Il n’est pas facile de prédire les besoins en eau d’une population stabilisée dont on estime qu’elle atteindra environ 8 000 millions d’habitants. Les quantités précises d’eau qui devront être disponibles à des endroits spécifiques pour permettre une production agricole durable ont leur propre variabilité spatiale et temporelle. Le problème est amplifié par les incertitudes qui demeurent concernant la quantité d’eau nécessaire pour maintenir l’intégrité écologique et pour permettre aux nappes phréatiques surexploitées de se reconstituer. Enfin, l’impact du changement climatique sur les disponibilités brutes en eau, ainsi que les besoins de l’agriculture, restent conjecturaux. Au vu de toutes ces inconnues, l’objectif d’assurer assez d’eau pour la production mondiale de ressources vivrières suffisantes représente un énorme défi, en particulier dans les régions et les pays où l’eau est déjà rare. Cette incertitude quant aux disponibilités en eau futures et la nécessité d’assurer la sécurité alimentaire contrarient les décisions à prendre concernant l’investissement pour la gestion de l’eau en agriculture. Les questions auxquelles il importe de répondre sont:

® Quelle capacité supplémentaire de stockage dans les retenues et les réservoirs est nécessaire?

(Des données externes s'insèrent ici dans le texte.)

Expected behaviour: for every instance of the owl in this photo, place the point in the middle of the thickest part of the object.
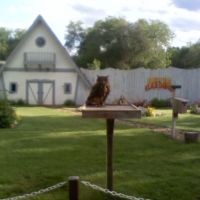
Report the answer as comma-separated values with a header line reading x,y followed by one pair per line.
x,y
99,92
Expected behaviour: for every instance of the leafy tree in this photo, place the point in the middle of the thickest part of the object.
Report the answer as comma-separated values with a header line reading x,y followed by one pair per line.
x,y
118,43
8,41
75,34
186,57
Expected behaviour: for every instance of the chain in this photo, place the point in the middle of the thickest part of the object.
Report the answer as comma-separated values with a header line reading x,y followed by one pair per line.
x,y
33,194
112,193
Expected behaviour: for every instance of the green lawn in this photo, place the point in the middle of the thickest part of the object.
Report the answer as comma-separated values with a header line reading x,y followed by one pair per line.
x,y
50,145
185,121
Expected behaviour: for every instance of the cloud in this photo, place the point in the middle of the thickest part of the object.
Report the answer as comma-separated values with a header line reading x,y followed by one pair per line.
x,y
88,10
183,24
192,5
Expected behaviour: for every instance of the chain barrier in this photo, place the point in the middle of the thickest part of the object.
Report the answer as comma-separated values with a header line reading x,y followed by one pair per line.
x,y
42,191
112,193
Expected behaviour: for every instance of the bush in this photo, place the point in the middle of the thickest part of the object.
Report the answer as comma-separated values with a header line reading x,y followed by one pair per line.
x,y
8,116
69,103
160,103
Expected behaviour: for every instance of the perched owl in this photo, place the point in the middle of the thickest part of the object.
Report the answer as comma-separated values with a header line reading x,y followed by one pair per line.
x,y
99,92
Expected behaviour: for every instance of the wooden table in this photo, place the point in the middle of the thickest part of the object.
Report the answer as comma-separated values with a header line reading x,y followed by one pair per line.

® Comment les nations et les régions peuvent-elles veiller à l’utilisation durable des eaux souterraines pompées qui sont essentielles à la production agricole?

® Quel est le meilleur moyen d’utiliser les sources supplémentaires d’eau, telles que les eaux usées des collectivités et des industries, dans l’agriculture irriguée sans effets nocifs sur la santé humaine et l’hygiène de l’environnement?

Ce document a analysé le lien entre l’agriculture irriguée d’une part et l’atténation de la pauvreté et le développement rural d’autre part. Les effets indirects de l’irrigation sur le développement rural ont été remarquables, en particulier par la création de possibilités d’emploi à l’extérieur des exploitations pour les personnes pauvres. Néanmoins, d’autres investissements, par exemple dans les routes et les marchés, pourraient souvent être plus directement profitables au développement rural. Ainsi les gouvernements et les organismes de financement chargés de décider des investissements qui auront un impact maximal sur l’atténuation de la pauvreté se retrouvent confrontés à des choix difficiles entre l’investissement direct dans l’infrastructure nécessaire à l’approvisionnement en l’eau de l’agriculture ou l’investissement précurseur dans la création de marchés et de moyens d’accès à ces marchés.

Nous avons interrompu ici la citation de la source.